Ellis had taken some time off from the University of Toronto where he was a student to take advantage of as many opportunities as he could in theatre.

He said initially his creation was very biographical, a meditation on his life.

It examined language and the ways in which Ellis code-switched, speaking Jamaican nation language to his family but at work and school using a Canadian accent.

As a result, he created a 25-minute piece to explore questions like “do I have a language?” and “what is my voice?”

That experience in Buddies’ new works festival, Rhubarb, inspired him to pursue further training.

He also got support from some mentors who recommended that he attend the National Theatre School of Canada (NTS) in Montreal, which he did.

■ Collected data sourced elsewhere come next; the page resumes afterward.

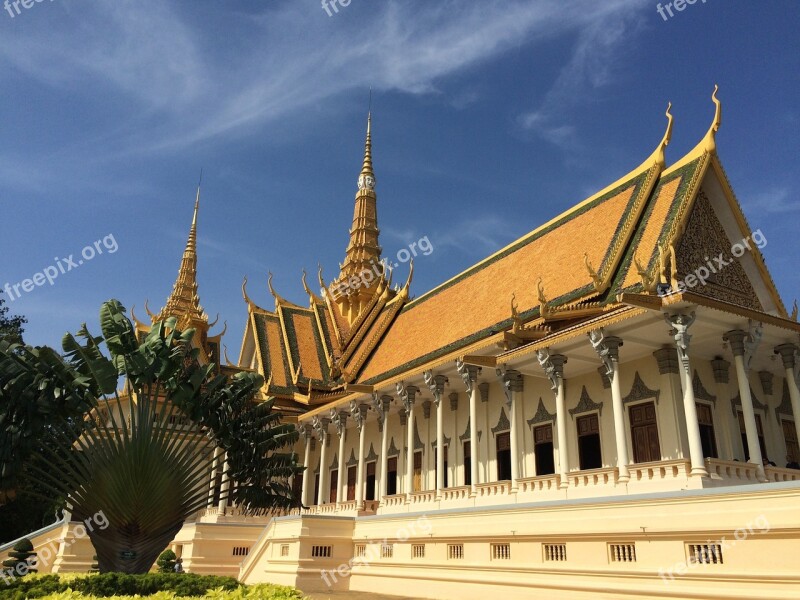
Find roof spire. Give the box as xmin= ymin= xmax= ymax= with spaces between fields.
xmin=357 ymin=111 xmax=375 ymax=191
xmin=156 ymin=178 xmax=208 ymax=328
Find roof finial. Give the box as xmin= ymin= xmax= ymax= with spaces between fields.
xmin=702 ymin=84 xmax=722 ymax=153
xmin=357 ymin=100 xmax=375 ymax=191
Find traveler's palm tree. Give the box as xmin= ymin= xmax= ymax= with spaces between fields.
xmin=0 ymin=300 xmax=301 ymax=573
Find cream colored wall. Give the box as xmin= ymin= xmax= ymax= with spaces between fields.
xmin=241 ymin=482 xmax=800 ymax=600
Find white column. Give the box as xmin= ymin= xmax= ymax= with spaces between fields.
xmin=725 ymin=328 xmax=766 ymax=480
xmin=665 ymin=313 xmax=708 ymax=477
xmin=498 ymin=368 xmax=523 ymax=490
xmin=397 ymin=383 xmax=419 ymax=498
xmin=351 ymin=401 xmax=368 ymax=508
xmin=711 ymin=357 xmax=735 ymax=460
xmin=537 ymin=350 xmax=569 ymax=488
xmin=314 ymin=417 xmax=331 ymax=505
xmin=457 ymin=360 xmax=481 ymax=495
xmin=332 ymin=410 xmax=347 ymax=504
xmin=217 ymin=452 xmax=230 ymax=514
xmin=300 ymin=426 xmax=312 ymax=507
xmin=449 ymin=392 xmax=459 ymax=486
xmin=379 ymin=395 xmax=391 ymax=498
xmin=775 ymin=344 xmax=800 ymax=457
xmin=589 ymin=331 xmax=629 ymax=482
xmin=425 ymin=371 xmax=449 ymax=498
xmin=208 ymin=446 xmax=222 ymax=506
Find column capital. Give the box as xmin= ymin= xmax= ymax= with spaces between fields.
xmin=774 ymin=343 xmax=799 ymax=370
xmin=449 ymin=391 xmax=459 ymax=411
xmin=456 ymin=358 xmax=481 ymax=393
xmin=349 ymin=400 xmax=369 ymax=431
xmin=723 ymin=329 xmax=748 ymax=357
xmin=422 ymin=399 xmax=432 ymax=419
xmin=424 ymin=370 xmax=449 ymax=406
xmin=478 ymin=382 xmax=490 ymax=403
xmin=396 ymin=382 xmax=420 ymax=411
xmin=711 ymin=356 xmax=730 ymax=384
xmin=330 ymin=409 xmax=348 ymax=437
xmin=725 ymin=322 xmax=763 ymax=371
xmin=588 ymin=328 xmax=623 ymax=376
xmin=758 ymin=371 xmax=774 ymax=396
xmin=653 ymin=347 xmax=679 ymax=375
xmin=536 ymin=348 xmax=567 ymax=391
xmin=496 ymin=366 xmax=523 ymax=406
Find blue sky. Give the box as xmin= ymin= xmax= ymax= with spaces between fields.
xmin=1 ymin=0 xmax=798 ymax=354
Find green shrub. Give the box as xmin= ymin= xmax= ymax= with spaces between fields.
xmin=2 ymin=538 xmax=37 ymax=578
xmin=156 ymin=551 xmax=177 ymax=574
xmin=0 ymin=573 xmax=243 ymax=599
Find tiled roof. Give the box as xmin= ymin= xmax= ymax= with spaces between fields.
xmin=359 ymin=164 xmax=660 ymax=384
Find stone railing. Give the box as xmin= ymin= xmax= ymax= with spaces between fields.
xmin=475 ymin=481 xmax=512 ymax=497
xmin=441 ymin=486 xmax=470 ymax=501
xmin=628 ymin=458 xmax=691 ymax=482
xmin=382 ymin=494 xmax=406 ymax=507
xmin=409 ymin=490 xmax=436 ymax=504
xmin=568 ymin=467 xmax=618 ymax=488
xmin=764 ymin=466 xmax=800 ymax=482
xmin=517 ymin=474 xmax=560 ymax=493
xmin=705 ymin=458 xmax=761 ymax=483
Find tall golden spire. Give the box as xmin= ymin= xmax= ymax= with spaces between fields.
xmin=338 ymin=113 xmax=382 ymax=281
xmin=156 ymin=183 xmax=208 ymax=328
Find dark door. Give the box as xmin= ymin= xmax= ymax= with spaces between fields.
xmin=313 ymin=474 xmax=319 ymax=506
xmin=630 ymin=402 xmax=661 ymax=463
xmin=291 ymin=472 xmax=302 ymax=504
xmin=366 ymin=462 xmax=376 ymax=500
xmin=696 ymin=402 xmax=718 ymax=459
xmin=577 ymin=413 xmax=602 ymax=470
xmin=329 ymin=470 xmax=338 ymax=504
xmin=534 ymin=424 xmax=555 ymax=475
xmin=738 ymin=412 xmax=768 ymax=461
xmin=413 ymin=451 xmax=423 ymax=492
xmin=496 ymin=432 xmax=512 ymax=481
xmin=347 ymin=465 xmax=357 ymax=501
xmin=387 ymin=457 xmax=398 ymax=495
xmin=463 ymin=441 xmax=472 ymax=486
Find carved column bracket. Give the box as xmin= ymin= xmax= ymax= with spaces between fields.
xmin=456 ymin=358 xmax=481 ymax=393
xmin=536 ymin=348 xmax=567 ymax=390
xmin=396 ymin=382 xmax=420 ymax=412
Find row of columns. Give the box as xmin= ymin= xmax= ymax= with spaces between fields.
xmin=295 ymin=314 xmax=800 ymax=504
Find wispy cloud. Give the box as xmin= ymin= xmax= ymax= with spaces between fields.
xmin=518 ymin=7 xmax=645 ymax=151
xmin=0 ymin=0 xmax=644 ymax=158
xmin=745 ymin=186 xmax=800 ymax=213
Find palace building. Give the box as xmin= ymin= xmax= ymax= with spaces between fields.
xmin=9 ymin=89 xmax=800 ymax=599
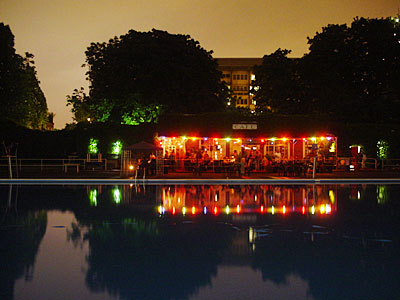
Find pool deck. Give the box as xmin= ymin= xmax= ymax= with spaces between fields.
xmin=1 ymin=168 xmax=400 ymax=184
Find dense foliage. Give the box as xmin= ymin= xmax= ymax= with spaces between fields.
xmin=254 ymin=17 xmax=400 ymax=122
xmin=0 ymin=23 xmax=49 ymax=129
xmin=70 ymin=29 xmax=226 ymax=125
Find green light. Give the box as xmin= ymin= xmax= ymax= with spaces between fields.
xmin=112 ymin=140 xmax=123 ymax=155
xmin=113 ymin=187 xmax=121 ymax=204
xmin=225 ymin=205 xmax=230 ymax=214
xmin=88 ymin=138 xmax=99 ymax=154
xmin=377 ymin=140 xmax=389 ymax=159
xmin=89 ymin=189 xmax=97 ymax=206
xmin=377 ymin=185 xmax=387 ymax=204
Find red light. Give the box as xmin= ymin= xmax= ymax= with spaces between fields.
xmin=260 ymin=205 xmax=264 ymax=213
xmin=214 ymin=206 xmax=218 ymax=215
xmin=283 ymin=205 xmax=286 ymax=214
xmin=261 ymin=139 xmax=265 ymax=143
xmin=172 ymin=207 xmax=176 ymax=215
xmin=236 ymin=205 xmax=240 ymax=214
xmin=302 ymin=206 xmax=305 ymax=214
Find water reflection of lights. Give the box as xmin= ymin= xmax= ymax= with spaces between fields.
xmin=112 ymin=187 xmax=121 ymax=204
xmin=157 ymin=203 xmax=334 ymax=216
xmin=89 ymin=189 xmax=97 ymax=207
xmin=157 ymin=185 xmax=337 ymax=216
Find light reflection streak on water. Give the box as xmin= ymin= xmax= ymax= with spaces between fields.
xmin=156 ymin=185 xmax=338 ymax=216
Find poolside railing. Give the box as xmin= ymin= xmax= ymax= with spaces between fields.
xmin=0 ymin=158 xmax=108 ymax=172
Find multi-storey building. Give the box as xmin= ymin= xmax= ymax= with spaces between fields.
xmin=216 ymin=58 xmax=263 ymax=110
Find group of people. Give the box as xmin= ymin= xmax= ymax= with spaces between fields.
xmin=162 ymin=148 xmax=281 ymax=176
xmin=137 ymin=153 xmax=157 ymax=176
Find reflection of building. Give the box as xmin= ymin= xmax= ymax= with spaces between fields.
xmin=216 ymin=58 xmax=263 ymax=110
xmin=158 ymin=185 xmax=337 ymax=217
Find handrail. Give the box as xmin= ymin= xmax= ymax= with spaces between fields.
xmin=0 ymin=158 xmax=107 ymax=171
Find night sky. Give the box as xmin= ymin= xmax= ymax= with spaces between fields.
xmin=0 ymin=0 xmax=398 ymax=128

As the only black person in his class, the artist says he had to negotiate that in ways that were not always “nourishing for education.”

“It just made me want to continue to explore this idea of displacement or trying to root yourself if you’ve been displaced, and I was working on it through NTS.”

He continued to work on it after graduating, sought support in dramaturgy and his application to The Riser Project was successful. 

Photo contributed.   The poster of 'speaking of sneaking.'

 Ellis says he has always been drawn to Anansi from as early as 7 years old when he was a member of the Jamaican performing arts troupe, the Little People and Teen Players Club, (now Cathy Levy Players).

During that time he received the Anansi award twice, an annual recognition presented to one of the younger players for their work in a show or in their classes.

“Even before I knew who Anansi was, other people were attributing Anansi to me,” says Ellis, noting that, “Sometimes I feel like I have to be a ginnal to survive.”

While growing up in Jamaica, Ellis was always in the company of artists, including his father, poet, actor and director Owen ‘Blakka’ Ellis who was teaching at the Jamaica School of Drama.

He said artists are a bit more sensitive and open to otherness so he did not experience any overt homophobia, but he still felt the need to “pretend and put on, to ginnal, to play a character in social situations at school or at work.”

Having immigrated here, he felt this was something he could leave behind but soon found out otherwise.

 “In a heteronormative society, especially as a black man, it’s just assumed that you are heterosexual. So then I felt like I had to either assert that I wasn’t or I was being perceived as a threat because of my blackness. My assumptions of what I would encounter after having moved were all wrong and that’s part of the investigation.”

Ellis, who was a student at Campion College, moved here in 2004 with his family and completed two years of high school at Mother Theresa Catholic Secondary in Malvern, Scarborough.

“I don’t even know if I had a choice. It feels so much like a calling that I’ve just answered,” he says about choosing theatre as a career and being from a very creative family.

“speaking of sneaking” is directed by di’b.young anitafrika and the choreographer is Brian Solomon.

Ellis says he is using African American feminist Audre Lorde’s biomythography and anitafrika’s monodrama methods in his work.

“I’m starting with my own experiences and my own journey through immigration and experiences of homophobia and all of that.”

He says his father loved using alliteration in his poetry and prose and he adopted that too in naming the piece “speaking of sneaking.”

“On one level, I like the rhythm and the sound of it, ‘speaking of sneaking,’ and it is text taken from the play.”

Ellis is currently appearing in “Risky Phil” at Young People’s Theatre, recently appeared in “Lukumi: a Dub Opera” at Tarragon Theatre, and has several other theatre and film credits.

[This story has been published in the North American Weekly Gleaner, April 19-25, 2018 issue.]